As a biocontrol bacterium derived from soil, B. cereus 0–9 has evolved various environmental adaptation mechanisms, such as swarming motility, biofilm formation, spore differentiation, etc. SpoVG is a regulator that is broadly conserved, especially among many Gram-positive bacteria, and may help the organisms coordinate environmental growth and to survival. SpoVG regulates stage V of sporulation in B. cereus 0–9, which is identical to the process in B. subtilis, but differs to that of B. anthracis. Since SpoVG plays a crucial role in environmental fitness of bacteria, it is likely to have other functions in addition to regulating sporulation in B. cereus 0–9. Biofilm production of ΔspoVG mutants were therefore studied and SpoVG was demonstrated to be involved in regulating biofilm formation of B. cereus 0–9. Transcriptional fusion strains, double gene mutant strains and their complemented mutants were used to explore the mechanism of SpoVG regulation of biofilm formation in B. cereus 0–9, and the results consistently showed that SpoVG regulated biofilm formation of B. cereus 0–9 through both the AbrB and SinI/R systems. Analysis of the direct regulatory relationship between SpoVG and Spo0A led to the conclusion that SpoVG is located upstream of Spo0A and participates in regulation of biofilm formation of B. cereus 0–9 through regulating the transcription level of spo0A. This study demonstrates that SpoVG is an important regulator of Spo0A, which is crucial for both sporulation and biofilm formation of B. cereus 0–9. SpoVG is therefore important for the environmental adaptability of B. cereus. The findings of this study enhance understanding of bacterial biofilms and may facilitate the development new biological control strategies utilizing bacteria.

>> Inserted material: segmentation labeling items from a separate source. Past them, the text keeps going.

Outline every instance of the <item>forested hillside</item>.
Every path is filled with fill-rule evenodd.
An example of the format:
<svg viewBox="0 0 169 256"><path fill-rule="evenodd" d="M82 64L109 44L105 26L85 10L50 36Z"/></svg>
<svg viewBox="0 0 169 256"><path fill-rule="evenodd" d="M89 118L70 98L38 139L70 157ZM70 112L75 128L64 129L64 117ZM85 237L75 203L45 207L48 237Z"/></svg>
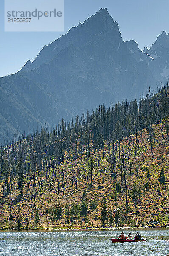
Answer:
<svg viewBox="0 0 169 256"><path fill-rule="evenodd" d="M1 147L1 227L167 224L168 90Z"/></svg>
<svg viewBox="0 0 169 256"><path fill-rule="evenodd" d="M0 143L62 117L69 122L99 105L138 99L149 87L156 91L169 74L164 34L143 52L134 41L124 41L106 9L72 27L20 71L0 78Z"/></svg>

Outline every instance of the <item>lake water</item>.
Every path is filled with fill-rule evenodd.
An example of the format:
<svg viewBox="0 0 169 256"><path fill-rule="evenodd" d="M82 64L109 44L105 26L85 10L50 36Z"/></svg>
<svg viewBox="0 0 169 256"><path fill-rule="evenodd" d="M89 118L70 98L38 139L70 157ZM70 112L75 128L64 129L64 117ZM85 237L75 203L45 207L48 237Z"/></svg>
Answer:
<svg viewBox="0 0 169 256"><path fill-rule="evenodd" d="M123 230L128 234L129 230ZM169 230L141 230L146 242L113 243L121 230L68 232L1 232L3 256L167 256ZM131 230L132 235L136 231Z"/></svg>

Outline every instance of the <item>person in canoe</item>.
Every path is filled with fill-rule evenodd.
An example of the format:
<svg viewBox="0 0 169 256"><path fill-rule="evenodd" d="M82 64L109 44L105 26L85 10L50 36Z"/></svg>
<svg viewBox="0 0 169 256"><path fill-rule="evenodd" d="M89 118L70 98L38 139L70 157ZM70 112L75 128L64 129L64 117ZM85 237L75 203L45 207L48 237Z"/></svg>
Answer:
<svg viewBox="0 0 169 256"><path fill-rule="evenodd" d="M139 241L141 241L141 236L138 232L137 232L137 234L135 236L135 240L138 240Z"/></svg>
<svg viewBox="0 0 169 256"><path fill-rule="evenodd" d="M132 237L131 236L131 233L129 233L128 236L127 236L126 237L126 239L128 237L128 240L131 240Z"/></svg>
<svg viewBox="0 0 169 256"><path fill-rule="evenodd" d="M123 232L121 232L120 236L117 239L125 239L124 235Z"/></svg>

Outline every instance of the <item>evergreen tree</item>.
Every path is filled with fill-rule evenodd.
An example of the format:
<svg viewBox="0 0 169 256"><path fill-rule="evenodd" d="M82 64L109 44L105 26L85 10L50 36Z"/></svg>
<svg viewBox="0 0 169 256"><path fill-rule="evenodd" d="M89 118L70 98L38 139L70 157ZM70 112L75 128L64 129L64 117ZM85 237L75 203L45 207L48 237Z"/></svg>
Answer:
<svg viewBox="0 0 169 256"><path fill-rule="evenodd" d="M136 177L138 176L138 166L136 166L135 168L135 173L136 174Z"/></svg>
<svg viewBox="0 0 169 256"><path fill-rule="evenodd" d="M119 212L118 210L115 211L115 217L114 218L115 224L116 227L117 226L117 225L118 224L119 218Z"/></svg>
<svg viewBox="0 0 169 256"><path fill-rule="evenodd" d="M164 170L163 167L162 167L160 173L160 177L158 179L158 181L165 184L166 183L166 178L165 177Z"/></svg>
<svg viewBox="0 0 169 256"><path fill-rule="evenodd" d="M17 167L17 175L18 189L20 194L23 195L23 189L24 185L24 167L22 158L18 161Z"/></svg>
<svg viewBox="0 0 169 256"><path fill-rule="evenodd" d="M111 207L110 207L109 208L109 225L112 226L113 224L113 212L111 209Z"/></svg>
<svg viewBox="0 0 169 256"><path fill-rule="evenodd" d="M103 201L103 209L101 211L101 220L103 227L105 226L105 221L108 219L108 215L106 211L106 200L105 198Z"/></svg>
<svg viewBox="0 0 169 256"><path fill-rule="evenodd" d="M68 218L69 217L69 207L67 203L65 207L65 211Z"/></svg>
<svg viewBox="0 0 169 256"><path fill-rule="evenodd" d="M9 174L9 169L8 166L8 162L5 160L2 166L2 170L1 173L1 178L4 180L6 182L6 185L7 191L9 190L8 179Z"/></svg>
<svg viewBox="0 0 169 256"><path fill-rule="evenodd" d="M136 183L135 183L132 189L132 200L133 201L135 200L138 195L138 191L137 186Z"/></svg>
<svg viewBox="0 0 169 256"><path fill-rule="evenodd" d="M85 216L87 214L88 205L87 195L87 192L86 189L84 189L83 192L82 204L80 209L81 216Z"/></svg>
<svg viewBox="0 0 169 256"><path fill-rule="evenodd" d="M38 207L36 208L35 215L35 223L36 226L37 226L37 224L39 221L39 214Z"/></svg>
<svg viewBox="0 0 169 256"><path fill-rule="evenodd" d="M72 207L70 209L70 216L73 219L76 218L76 207L75 204L73 202L72 204Z"/></svg>
<svg viewBox="0 0 169 256"><path fill-rule="evenodd" d="M120 185L120 182L118 180L117 180L116 182L116 184L115 185L115 189L117 193L118 193L121 191L121 186Z"/></svg>
<svg viewBox="0 0 169 256"><path fill-rule="evenodd" d="M115 189L114 192L114 200L115 201L115 204L117 204L117 192L116 189Z"/></svg>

Additional file 1: Table S1. Primers used in this text. Table S2. The spore yield rate of experiment strains with different culture time. Table S3. Gene expression level of sipW, calY, sinR and abrB in B. cereus 0–9 and ΔspoVG determined by qRT-PCR. Figure S1. The GUS enzymatic activities of wild B. cereus 0–9 and ΔspoVG mutant at MG medium under different culturing times. One U of GUS was defined as the change of fluorescence intensity per unit of protein in per hour. Each bar represents mean and standard deviations of the mean of all the 3 measurements. Figure S2. The colonial morphology of B. cereus 0–9 and its spo0A mutants. Tested strains were seeded on NA medium and cultured at 30°C for 2 days. And then, the image of each colony was shoot by digital camera. (1) B. cereus 0–9; (2) Δspo0A; (3) ΔspoVG; (4) ΔspoVGΔspo0A; (5) ΔspoVGΔspo0A/spoVG; (6) ΔspoVGΔspo0A/spo0A; (7) ΔspoVG/Δspo0A; (8) ΔspoVG/pAD (Negative Control). Figure S3. Sporulation of B. cereus 0–9 when it was cultured in MSgg medium at 30 °C, 220 rpm for 24 h, 36 h, 42 h, 48 h and 56 h, respectively, and stained with two fluorescent dyes. And then, observed under a fluorescence microscope. For the membrane, only the red fluorescence signal of FM4–64 was collected, that is, the cell membrane and spore-coat were stained red; For the cell nucleus, only the blue signal of DAPI is collected, that is, the nuclear DNA is stained blue; And the merge images of the membrane and nuclear DNA showed the overall perspective. Figure S4. Sporulation of ΔspoVG mutant when it was cultured in MSgg medium at 30 °C, 220 rpm for 24 h, 36 h, 42 h and 48 h, respectively, and stained with two fluorescent dyes. And then, observed under a fluorescence microscope. For the membrane, only the red fluorescence signal of FM4–64 was collected, that is, the cell membrane and spore-coat were stained red; For the cell nucleus, only the blue signal of DAPI is collected, that is, the nuclear DNA is stained blue; And the merge images of the membrane and nuclear DNA showed the overall perspective.